I use their EmWave2 device everyday, in the morning to set me up for a calm and fluid day, and at night to relax my heart and mind into a pace for restful sleep.

You knew it'd come to FOOD before long.

There are lots of successful diets these days. What's most important is finding one that you'll enjoy and stick to. Sometimes that means starting with the low hanging fruit and working your way up the tree. So, I've listed what I believe are easier diets and, speculatively, less optimal but still drastically better than the standard american diet (SAD). Please drop me a line if you've got ideas about something I'm missing.

Note: I'm fully aware that there are more diets than the one's I've listed. I've listed these because I support what they are advocating: consumption of mostly whole foods, appropriate Macro Nutrient profiles (according to research), eliminating kryptonite foods, pleasurable, and sustainable. As with all things, sustainability is incredibly important. If your steak tastes like heaven but depletes the Earth's resource two or ten times as fast as a thinner, more nutrient dense piece of grass-fed, grass-finished ribeye, it's not really creating heaven on Earth, is it?

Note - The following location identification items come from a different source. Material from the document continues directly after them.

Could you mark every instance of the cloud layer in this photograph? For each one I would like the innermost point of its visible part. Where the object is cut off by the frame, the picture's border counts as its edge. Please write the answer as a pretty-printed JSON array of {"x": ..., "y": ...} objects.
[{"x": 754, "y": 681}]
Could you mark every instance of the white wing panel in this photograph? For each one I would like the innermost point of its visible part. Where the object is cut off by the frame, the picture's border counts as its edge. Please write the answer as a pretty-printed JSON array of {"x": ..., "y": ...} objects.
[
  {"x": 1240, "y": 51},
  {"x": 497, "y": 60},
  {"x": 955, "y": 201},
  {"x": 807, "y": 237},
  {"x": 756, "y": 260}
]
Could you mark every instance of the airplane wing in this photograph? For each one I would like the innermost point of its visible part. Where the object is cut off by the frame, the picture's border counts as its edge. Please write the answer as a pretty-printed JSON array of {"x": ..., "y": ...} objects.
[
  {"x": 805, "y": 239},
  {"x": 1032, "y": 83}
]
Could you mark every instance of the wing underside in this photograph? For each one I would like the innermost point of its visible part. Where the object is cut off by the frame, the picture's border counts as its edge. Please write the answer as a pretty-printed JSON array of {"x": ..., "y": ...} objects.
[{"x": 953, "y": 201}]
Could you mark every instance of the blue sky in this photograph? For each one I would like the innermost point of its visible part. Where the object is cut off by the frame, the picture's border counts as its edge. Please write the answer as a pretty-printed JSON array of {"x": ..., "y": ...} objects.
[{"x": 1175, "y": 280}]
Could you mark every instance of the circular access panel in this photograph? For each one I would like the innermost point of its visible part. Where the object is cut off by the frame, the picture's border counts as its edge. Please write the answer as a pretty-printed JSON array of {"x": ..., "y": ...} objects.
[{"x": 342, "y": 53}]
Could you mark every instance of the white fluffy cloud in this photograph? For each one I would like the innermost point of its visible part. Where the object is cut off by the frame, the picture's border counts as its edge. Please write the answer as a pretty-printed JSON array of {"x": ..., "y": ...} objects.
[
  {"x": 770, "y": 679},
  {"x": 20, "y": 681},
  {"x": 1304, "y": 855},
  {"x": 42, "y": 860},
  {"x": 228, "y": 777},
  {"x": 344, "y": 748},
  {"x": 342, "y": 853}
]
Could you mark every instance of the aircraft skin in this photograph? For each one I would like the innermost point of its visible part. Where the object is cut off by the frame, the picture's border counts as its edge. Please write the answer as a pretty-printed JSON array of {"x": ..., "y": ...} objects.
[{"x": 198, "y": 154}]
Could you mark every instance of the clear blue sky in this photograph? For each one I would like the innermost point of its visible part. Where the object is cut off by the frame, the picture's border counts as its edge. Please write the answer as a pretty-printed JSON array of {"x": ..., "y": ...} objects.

  • The Slow Carb Diet: popularized by Tim Ferriss in his bestseller The 4-hour Body. I would say this is the easiest diet to follow of the ones I've listed, which may point to some truths in and of itself. Nonetheless, it's worked for countless people and "a journey of a thousand miles begins with the first step." As with all diets, it's recommended you pay attention to how certain foods make you feel and exempt them if necessary (ex. beans do not agree with my tummy, so I'd leave them out if I was a Slow Carber).
  • Mark Sisson's Primal Blueprint: A paleo-esque way of eating and living that has just as much to do with what goes on between meals as the meals themselves. Essentially, it's eating what humans ate before we began manufacturing food.
  • The Ketogenic Diet: controversial for common use but undoubtedly very effective for killing cancer cells, treating epileptics, boosting brain performance, and shredding fat. I'm a proponent of the cyclical ketogenic diet, which I'll display in a moment. The common keto diet has very little emphasis on food quality and is simply about macro nutrient ratios. I know this diet works but believe it can be optimized.
  • The Bulletproof Diet by Dave Asprey: certainly not low hanging fruit but the Bulletproof Diet is the diet I've found not only the most effective for all of my lifestyle goals, but also quite easy to stick with. Plus, there's bulletproof coffee. Also, because it's not black and white. It's a gradient. You can eat garbage one day and still be on the Bulletproof path, as long as you pay attention to how it makes you feel and make responsible choices. If it's worth it to you to feel like death for 48 hours after binging, that's your choice! My brother calls this 80/20 (80% good 20% garbage). 
    Even though some things I consume aren't perfectly green on the BP infograph, I choose my foods with full awareness that I'll either reap the rewards of quality food or pay the price of toxin load. Thankfully, Dave harps heavily on how to be resilient and recover from times we are "less than optimal". That's one of the many reasons I chose to become a certified Bulletproof Coach.